And the sky is not cloudy all day

Music

John Adams (“Rag the Bone”, “Judah to Ocean”, “Toot Nipple”, “Dogjam”, and “Pavane: She’s so Fine” from John’s Book of Alleged Dances, 1994)

Choreography

Donald Byrd

Costume Design

Doris Black

Lighting Design

Reed Nakayama

Premiere

April 1, 2021; Pacific Northwest Ballet (digital release)
Filmed March 2021

The world premiere of Donald Byrd’s And the sky is not cloudy all day is generously underwritten by Marcella McCaffray.

Program Notes

Little boys of my generation played “Cowboys and Indians.” Because of what I saw on TV and in movies, I wanted to be like the men depicted in those visual narratives. For me the West as myth pulled at my notions of masculinity. I wanted to be the hero of a John Ford movie. As a boy, the racial implications of that want had not dawned on me. Neither did I know the movement West brought with it the genocidal murder of the Indigenous people, now turned into a game for boys. In these games nobody wanted to be the Indians because we knew the outcome if not the implication. We played the cowboys and we killed the Indians.
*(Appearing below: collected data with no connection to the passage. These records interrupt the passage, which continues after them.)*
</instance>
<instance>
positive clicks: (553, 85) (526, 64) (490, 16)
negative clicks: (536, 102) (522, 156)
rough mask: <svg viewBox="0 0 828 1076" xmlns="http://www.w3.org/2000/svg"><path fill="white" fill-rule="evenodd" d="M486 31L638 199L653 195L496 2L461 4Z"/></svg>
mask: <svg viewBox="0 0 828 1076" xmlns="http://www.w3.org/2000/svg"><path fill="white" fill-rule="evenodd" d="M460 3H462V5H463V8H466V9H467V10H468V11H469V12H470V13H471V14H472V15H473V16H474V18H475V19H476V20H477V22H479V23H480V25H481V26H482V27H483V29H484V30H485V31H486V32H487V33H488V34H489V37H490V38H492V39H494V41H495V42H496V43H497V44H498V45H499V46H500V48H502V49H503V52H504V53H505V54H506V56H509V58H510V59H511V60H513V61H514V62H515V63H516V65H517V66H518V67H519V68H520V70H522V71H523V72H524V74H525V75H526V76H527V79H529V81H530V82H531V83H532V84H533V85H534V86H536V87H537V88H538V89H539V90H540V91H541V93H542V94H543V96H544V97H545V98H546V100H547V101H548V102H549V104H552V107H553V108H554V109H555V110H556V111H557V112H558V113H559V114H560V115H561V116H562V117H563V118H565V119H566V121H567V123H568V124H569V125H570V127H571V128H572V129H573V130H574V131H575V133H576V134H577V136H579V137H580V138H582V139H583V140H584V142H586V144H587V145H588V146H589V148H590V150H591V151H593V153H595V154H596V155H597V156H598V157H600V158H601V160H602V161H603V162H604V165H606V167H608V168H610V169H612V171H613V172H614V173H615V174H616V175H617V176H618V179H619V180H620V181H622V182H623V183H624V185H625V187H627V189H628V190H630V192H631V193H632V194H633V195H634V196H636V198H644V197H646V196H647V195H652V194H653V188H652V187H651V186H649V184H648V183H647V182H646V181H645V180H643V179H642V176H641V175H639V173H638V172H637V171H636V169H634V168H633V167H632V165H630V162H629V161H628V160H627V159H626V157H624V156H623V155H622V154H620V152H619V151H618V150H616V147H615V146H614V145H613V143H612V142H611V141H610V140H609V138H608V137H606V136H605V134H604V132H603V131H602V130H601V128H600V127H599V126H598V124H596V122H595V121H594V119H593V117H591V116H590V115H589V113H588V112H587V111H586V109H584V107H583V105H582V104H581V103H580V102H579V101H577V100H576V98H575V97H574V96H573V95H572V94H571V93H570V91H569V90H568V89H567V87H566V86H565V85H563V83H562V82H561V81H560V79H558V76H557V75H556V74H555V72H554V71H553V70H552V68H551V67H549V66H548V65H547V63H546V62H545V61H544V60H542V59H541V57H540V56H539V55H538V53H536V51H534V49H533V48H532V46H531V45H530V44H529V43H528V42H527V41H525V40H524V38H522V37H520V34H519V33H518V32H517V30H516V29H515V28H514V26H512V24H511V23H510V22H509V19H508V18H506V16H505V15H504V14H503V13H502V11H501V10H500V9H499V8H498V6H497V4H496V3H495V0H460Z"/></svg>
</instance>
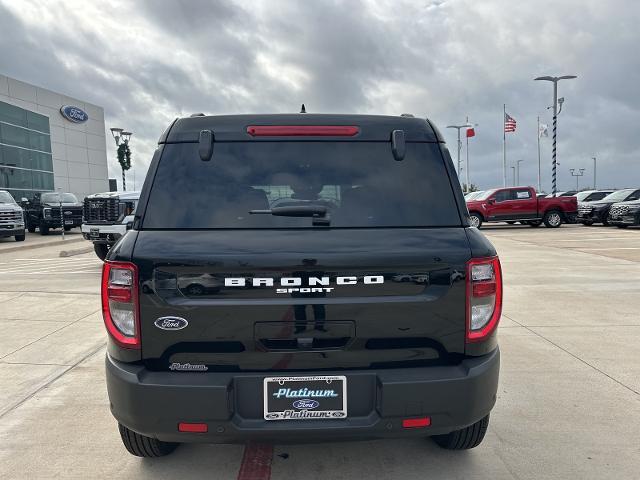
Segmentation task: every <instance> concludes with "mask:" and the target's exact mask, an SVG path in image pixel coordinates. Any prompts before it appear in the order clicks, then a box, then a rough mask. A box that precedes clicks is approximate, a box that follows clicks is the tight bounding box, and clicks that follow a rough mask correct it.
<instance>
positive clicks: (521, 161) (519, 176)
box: [516, 160, 524, 186]
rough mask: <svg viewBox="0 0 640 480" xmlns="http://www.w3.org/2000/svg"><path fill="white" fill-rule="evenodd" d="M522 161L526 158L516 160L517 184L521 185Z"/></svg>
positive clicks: (517, 185) (516, 178) (516, 174)
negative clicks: (520, 162) (521, 166)
mask: <svg viewBox="0 0 640 480" xmlns="http://www.w3.org/2000/svg"><path fill="white" fill-rule="evenodd" d="M520 162H524V160H518V161H517V162H516V172H517V173H516V186H518V185H520Z"/></svg>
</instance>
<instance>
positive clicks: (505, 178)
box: [502, 103, 507, 187]
mask: <svg viewBox="0 0 640 480" xmlns="http://www.w3.org/2000/svg"><path fill="white" fill-rule="evenodd" d="M506 118H507V104H506V103H504V104H502V186H503V187H506V186H507V134H506V132H505V128H504V125H505V119H506Z"/></svg>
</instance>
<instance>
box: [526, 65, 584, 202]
mask: <svg viewBox="0 0 640 480" xmlns="http://www.w3.org/2000/svg"><path fill="white" fill-rule="evenodd" d="M573 78H578V77H577V75H562V76H560V77H550V76H548V75H547V76H544V77H536V78H534V80H545V81H547V82H553V147H552V157H553V160H552V170H551V193H552V195H553V196H554V197H555V196H556V191H557V180H556V169H557V162H556V143H557V131H558V113H559V112H558V82H559V81H560V80H570V79H573ZM562 101H563V102H564V97H562ZM560 108H561V109H562V103H560Z"/></svg>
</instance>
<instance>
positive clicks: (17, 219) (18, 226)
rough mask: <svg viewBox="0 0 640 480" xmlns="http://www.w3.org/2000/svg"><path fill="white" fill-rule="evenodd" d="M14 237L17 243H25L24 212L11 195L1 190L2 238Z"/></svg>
mask: <svg viewBox="0 0 640 480" xmlns="http://www.w3.org/2000/svg"><path fill="white" fill-rule="evenodd" d="M1 237H14V238H15V239H16V242H24V239H25V232H24V212H23V211H22V208H21V207H20V205H18V204H17V203H16V201H15V200H14V199H13V197H12V196H11V194H10V193H9V192H7V191H6V190H0V238H1Z"/></svg>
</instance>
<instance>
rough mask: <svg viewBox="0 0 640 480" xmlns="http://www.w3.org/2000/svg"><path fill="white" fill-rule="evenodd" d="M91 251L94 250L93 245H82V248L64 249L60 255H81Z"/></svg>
mask: <svg viewBox="0 0 640 480" xmlns="http://www.w3.org/2000/svg"><path fill="white" fill-rule="evenodd" d="M89 252H93V246H91V247H82V248H75V249H73V250H62V251H61V252H60V256H61V257H72V256H73V255H80V254H82V253H89Z"/></svg>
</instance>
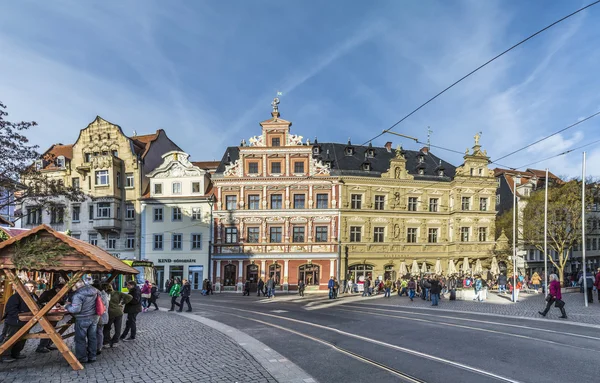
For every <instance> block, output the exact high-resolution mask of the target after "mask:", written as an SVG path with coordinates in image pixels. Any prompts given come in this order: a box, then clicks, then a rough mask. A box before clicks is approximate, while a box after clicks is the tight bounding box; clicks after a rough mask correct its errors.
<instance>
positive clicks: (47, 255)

In 1893 Frederick Jackson Turner, in his essay “The Significance of the Frontier in American History,” used the term “frontier” as a model for understanding American culture. Turner thought of the frontier as “the meeting point between savagery [Native people] and civilization [White people]” and argued that this point was the foundation for American identity and politics. Americans’ notions of nationalism, democracy, and individualism, as well as a rejection of European ideals, Turner believed, were a result of the frontier. Thus he concluded that America was only unique because of its interaction with the frontier (and the West as it expanded) and therefore “to the frontier the American intellect owes its striking characteristics.”

But I think it was the manifestations in popular culture of these notions of the West and the frontier that promulgated the myth. Beginning with the Western novels of Zane Grey and the works of painter, illustrator, sculptor, and writer Frederic Sackrider Remington, American men and boys became increasingly enthralled by these images of the West. But perhaps the most potent influence was Hollywood and its machinery of dream and myth-making. Through movies, in particular the early films of John Ford and his Stagecoach (1939), and later in television shows (Zane Grey TheaterRawhideWagon Train) the myth of the West was solidified and indelibly inscribed the images of a strong and rugged Western (White) man in the imagination of the boys and men of the late-nineteenth and early- and mid-twentieth centuries.

My new work for Pacific Northwest Ballet, And the sky is not cloudy all day, with its John Adams score so reminiscent of Aaron Copland’s dance scores for Martha Graham, Eugene Loring, and Agnes de Mille is a kind of “nostalgia”. It presents a picture of something that existed only in my boyhood imagination. It is like the ‘dream ballet’ in a Broadway musical. It steps out of time and reality to present a vision free of harshness, where the bloody narrative of the massacre of Native people is not there. There is a tension created by what we know happened and this confection. It is my boyhood dream, a boy from the past’s playtime. Ultimately, however, as we watch, we must ask ourselves to consider and grapple with the myth of the West, the true West and its cruelty, and its terrible legacy… Yet if only for one brief moment, it also allows us to accept those contradictions.